Print Edition - 2015-02-02 | Nation
Hunters turn into ‘conservationists’
Feb 1, 2015-
Involved in hunting, killing, and capturing of wild animals for many years in the past, people from northern parts of the district have surprisingly turned their attention toward the conservation of a particular species of animal: red pandas (Ailurus fulgens). The former hunters are reportedly troubled by the dwindling number of wild animals, including the endangered red panda, in the local forests.
Due to snowfall on the foothills of Mt. Pabil and Mt. Ganesh in northern Dhading, red pandas have lately started straying into human settlements in the area. As they are home to dense bamboo (nigalo) forests, the foothills of these mountains create a perfect habitat for red pandas to live in.
But as sale of bamboos, used for making various household wares and decorative items in Pokhara, Chitwan, and Kathmandu, are a primary source of income for people living in high-altitude villages of Rasuwa, Gorkha, and Nuwakot districts, both the red pandas and their habitat is increasingly under threat.
Up until the recent past, red pandas, including other wild animals, were caught in animal traps for their hides in northern areas of the district such as Ri, Jharlang, Tipling, and Sertung VDC’s, according to Sadhuman Tamang, a former hunter.
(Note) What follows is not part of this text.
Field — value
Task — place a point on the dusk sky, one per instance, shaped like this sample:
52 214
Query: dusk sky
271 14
But upon learning about hordes of tourists coming to see red pandas in the Langtang area of neighbouring Rasuwa district, the former hunters have appealed to wildlife experts through the Village Development Committee (VDC) Council to devise ways to protect red pandas including other wild animals in the district.
“Attending to the demand of the locals, the District Development Committee has disbursed Rs 500,000 for research on the matter and preliminary investigation will be carried out in three VDCs in the coming months,” Local Development Officer Rudra Singh Tamang said.